Глава 13

Спеша за Габриеляном, я прошлась беглым взглядом по табличкам с именами участников мероприятия. Когда Ирина расставляла пластиковые холдеры, мне было не до того, чтоб вчитываться в текст. А сейчас как-то само в глаза бросилось. Сначала решила, что показалось. Но остановилась, прочла внимательнее. И меня словно молнией прошибло. Не бывает подобных совпадений! Человека с такими именем и фамилией я когда-то знала. Поэтому мысленно молила все высшие силы о том, чтобы это был не он. Ну, вдруг! Мало ли в мире тёзок и однофамильцев!

— Пойдёмте, пойдёмте, — поторапливал меня Борис Каренович. — Вот и наши меценаты.

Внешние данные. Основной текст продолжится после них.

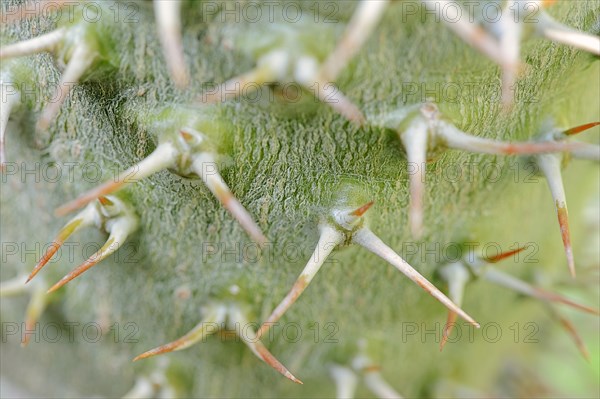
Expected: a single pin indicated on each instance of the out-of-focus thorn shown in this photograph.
(46, 42)
(359, 29)
(513, 283)
(168, 20)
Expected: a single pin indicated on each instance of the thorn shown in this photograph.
(456, 276)
(328, 240)
(587, 151)
(83, 219)
(471, 33)
(46, 42)
(550, 166)
(572, 331)
(560, 33)
(118, 231)
(203, 329)
(510, 47)
(359, 29)
(12, 287)
(332, 96)
(373, 379)
(205, 166)
(345, 381)
(78, 65)
(455, 138)
(520, 286)
(234, 87)
(581, 128)
(162, 157)
(22, 11)
(370, 241)
(11, 102)
(362, 210)
(168, 20)
(36, 306)
(257, 347)
(503, 255)
(450, 323)
(414, 140)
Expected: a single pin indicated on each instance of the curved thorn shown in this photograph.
(455, 138)
(332, 96)
(5, 110)
(362, 210)
(118, 235)
(414, 140)
(550, 166)
(503, 255)
(162, 157)
(253, 342)
(83, 219)
(328, 240)
(78, 65)
(168, 19)
(360, 27)
(472, 34)
(520, 286)
(36, 306)
(345, 381)
(370, 241)
(197, 334)
(12, 287)
(45, 42)
(205, 166)
(581, 128)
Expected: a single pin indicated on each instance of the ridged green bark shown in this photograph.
(285, 164)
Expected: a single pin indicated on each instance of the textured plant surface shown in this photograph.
(290, 163)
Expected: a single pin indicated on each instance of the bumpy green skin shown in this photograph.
(286, 162)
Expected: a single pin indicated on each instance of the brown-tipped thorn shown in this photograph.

У входа в конференц-зал стояли и разговаривали двое мужчин в деловых костюмах, а также несколько дам явно из числа чиновниц, судя по пышным начёсам и надменным выражениям лиц. Женщины были, по меньшей мере, вдвое старше своих собеседников. Но они буквально таяли и щебетали сладкими голосочками, стоило кому-то из мужчин к ним обратиться. И их можно понять. Оба были довольно рослые, хорошо сложенные и наверняка недурны собой. Один, повёрнутый к нам спиной, был жгучим брюнетом. Второй, стоявший вполоборота, русый.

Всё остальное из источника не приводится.